The examination of the abdomen, you put pressure on the abdomen and you say, “Well, does it hurt here?” And then if it hurts, “Does it hurt more when I press in or does it hurt more when I let go?” The classic finding of rebound, which is necessary for the diagnosis of appendicitis, depends on the patient being able to tell you whether it hurts more when you let go or whether it hurts more when you apply direct pressure.
So this is just another similar type examination that the patient and physician, as a team, produce data, and you do some things during the exam to see if the patient is faking. You deliberately examine] some areas that aren’t tender, that don’t cause symptoms. And if every place you tap on the arm, they say, “Oh, that makes it tingle,” then that’s not a positive Tinel’s test. That’s hysteria.
Q. The purpose of conducting the tests that may demonstrate a finding which is inconsistent with what the patient is telling — the purpose of conducting not only the test directly on the nerve that you are particularly concerned about but in other areas on the arm and so forth is to take that finding out of the voluntary control of the patient?
A. Well, it’s to weed out malingerers.

The foregoing testimony is typical of the extensive evidence adduced at the hearing to show that the tests performed by Dr. Peeples were reliable and accurate. Nevertheless, we are constrained to reject appellant’s argument. In passing Act 796 of 1993, which made far-reaching changes in Arkansas’s workers’ compensation law, the legislature made it plain that the provisions of that law were to be stricdy and literally construed by the Commission and the courts. See Ark. Code Ann. § ll-9-704(c)(3) (Repl. 1996). The General Assembly further declared:

When, and if, the workers’ compensation statutes of this state need to be changed, the General Assembly acknowledges its responsibility to do so. It is the specific intent of the Seventy-Ninth General Assembly to repeal, annul, and hold for naught all prior opinions or decisions of any administrative law judge, the Workers’ Compensation Commission, or courts of this state contrary to or in conflict with any provision in this act. In the future, if such things as the statute of limitations, the standard of review by the Workers’ Compensation Commission or courts, the extent to which any physical condition, injury, or disease should be excluded from or added to coverage by the law, or the scope of the workers’ compensation statutes need to be liberalized, broadened, or narrowed, those things shall be addressed by the General Assembly and should not be done by administrative law judges, the Workers’ Compensation Commission, or the courts.

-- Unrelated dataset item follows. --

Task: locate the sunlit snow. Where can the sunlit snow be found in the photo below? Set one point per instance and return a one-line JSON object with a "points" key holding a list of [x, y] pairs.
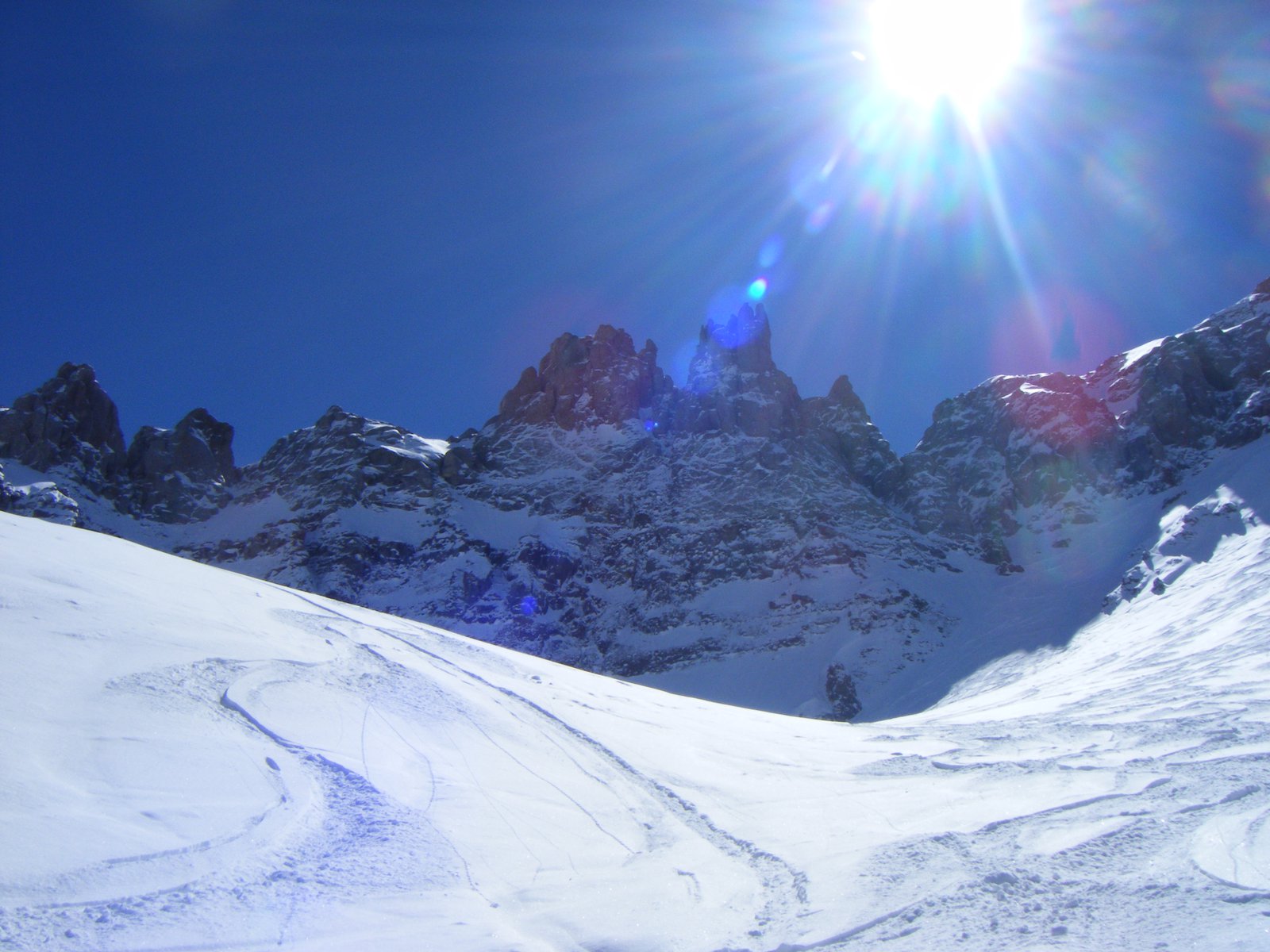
{"points": [[196, 759]]}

Ark. Code Ann. § 11-9-1001 (Repl. 1996).

Construing the Act strictly, as we must, it is apparent that the tests performed by Dr. Peeples did not produce objective findings within the meaning of § ll-9-102(16)(A)(i). That subsection excludes from the definition of “objective” all findings save those that “cannot come under the voluntary control of the patient.” (Emphasis added). Despite the evidence tending to show the accuracy and reliability of the tests performed on appellant, it is nevertheless clear that they depended on voluntary responses and that the findings obtained from them could be controlled by a knowledgeable patient. We are consequently obliged to hold that they did not constitute objective findings as defined in Ark. Code Ann. § 11-9— 102(16).

Affirmed.

Jennings, C.J., and Robbins and Stroud, JJ., agree. Mayfield and Rogers, JJ., dissent.